Crook Manifesto (Ray Carney, #2)(95)



“You want to put that down?”

Carney was hugging the file drawer to his chest, his chin holding the wastepaper basket in place. He set it on the sidewalk.

“And who is this Rusty?” the marshal asked.

Once the fire was out, the cops wanted their turn. Historically, Carney avoided walking by the 28th Precinct, as his father had taught him. “Cops snatch you for some shit you didn’t do, ’cause you’re the first nigger they see.” It was Munson’s old station house. Perhaps the cop asking the questions had taken Munson’s desk. The cop was white-haired, with a drinker’s complexion and the bigot’s stunted imagination. He was surprised Carney was the landlord, and wanted to know how long he’d owned the buildings. The insurance policy—was it new? “How was business? Economy like it is—tough—we see a lot of people getting desperate.”

“Why don’t you ask if I know who did it?”

“Do you?”

“No.”

The cop looked at the file drawer and the wastepaper basket perched atop it. Carney was sitting with it between his legs, his knees locked around it.

Carney was dazed. The basement. He hadn’t thought of what shape the basement was in. All that water from the hoses if the fire didn’t destroy it first. Floor models in good condition that he’d intended to put on sale at the end of the summer. Business records going back to when he opened the store. The console radios in the musty corner, RCA jobs he never got around to junk or dump at a swap meet. His store.

The cop said, “You say you saw this man throw two firebombs into your store?”

“I saw him throw the second one.”

“What’d he look like?”

“I don’t know.”

He returned to the store. Above the broken shopwindow, above the dark hole where the showroom had been, smoke had painted his Carney’s Furniture sign black. Sooty streaks washed up the red-brick facades of 383 and 381. Fire crews had smashed the apartment windows, to rescue people who might be inside, or to shoot water through, he didn’t know. One fire truck remained. The fire department had blocked off the corner.

Rusty gave Carney a desperate hug, careful not to dislodge the file drawer and the basket. “Yeah, boss,” Rusty said. He had stepped up in Carney’s absence. Marie had gone home to be with Bonnie; she was rattled, and when the events sank in she started weeping. Robert had called his mother and she took him home. It’d be a couple of days before the fire department let anyone in the building. The inspectors had to poke around, make sure the buildings were sound.

Everybody was safe. Time slowed down. Mrs. Garcia from the bakery up the street embraced him. He barely knew her. “I’m so sorry,” she said, eyes red. Yes—a shopkeeper understood the loss the way normal people couldn’t. You run your own business, you understand what it is to build it, and to lose it. She tried to stick a bag of muffins in his hand. His hands were full.

Rusty took the muffins and pointed up Morningside.

Elizabeth waited up the ave, sitting on the back steps of St. Joseph’s. Ironically, the church had its front door on 125th, and a Morningside entrance as well, just like the store. The second entrance had been bricked up—perhaps the preachers had their own nighttime sideline at some point—but three steps remained. Elizabeth saw him and wiped her eyes with her handkerchief and waited for him to come to her.

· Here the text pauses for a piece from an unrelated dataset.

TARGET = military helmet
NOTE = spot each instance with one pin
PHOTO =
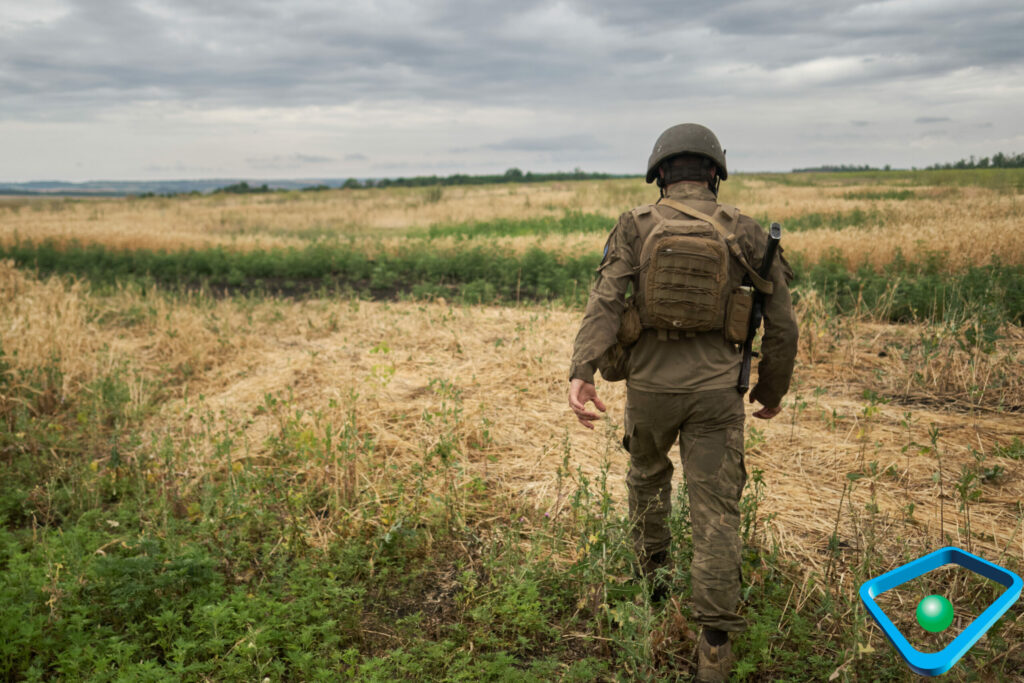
(686, 138)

It didn’t hit him until he sat on the steps. He set down his office salvage. Down the street he saw his store from that new angle, and it was as if the building belonged to someone else. The fire someone else’s tragedy, the misfortune of a stranger he had no connection to. In the instant that the store existed outside of him, an alien object, he felt it: run over by this express of grief that left him mangled in the dark. He had worked so hard—no one knew how difficult it had been. There had been no one, no witnesses, until the hard part was done. You’ve come a long way. Working hour upon hour, enduring those waves of setbacks and reversals, sweating and suffering under the eyes of that cruel and dispassionate boss: The City. It had been him against the City for so long, tussling, until he and it finally came to an arrangement: You don’t fuck with me, and I won’t fuck with you. His own Declaration of Independence. Or so he thought. The City had reneged. The City had taken his store to add to its heap of spent tenements, burned-out townhouses, craters, and rubble-strewn lots. Another broken address on an island full of them.

They sobbed together, Carney and Elizabeth, for as long as the street let them get away with it, entwined.

“Rusty said everybody was safe,” she said.

“Yeah,” Carney said.

May and John had come when he was at the precinct. She told them they’d see him at home. He thanked her.

“He threw Molotov cocktails?”

“He did.”

“Because of your other business.”

“Yes.” It had never occurred to him to come clean. She said it, asked him straight-out, and there he was saying, Yes.

“You sell stuff that falls off a truck sometimes,” she said. “The rugs. I know that. That’s how people do it. Daddy always used to brag about getting a deal on stuff that fell off a truck. But this isn’t that, is it?”

Carney asked her how she knew about the rugs and she said she’d known for years. Back at their first apartment, he was on the phone talking to someone about “hot rugs” and she was on the couch. He thought she was asleep, but she was not.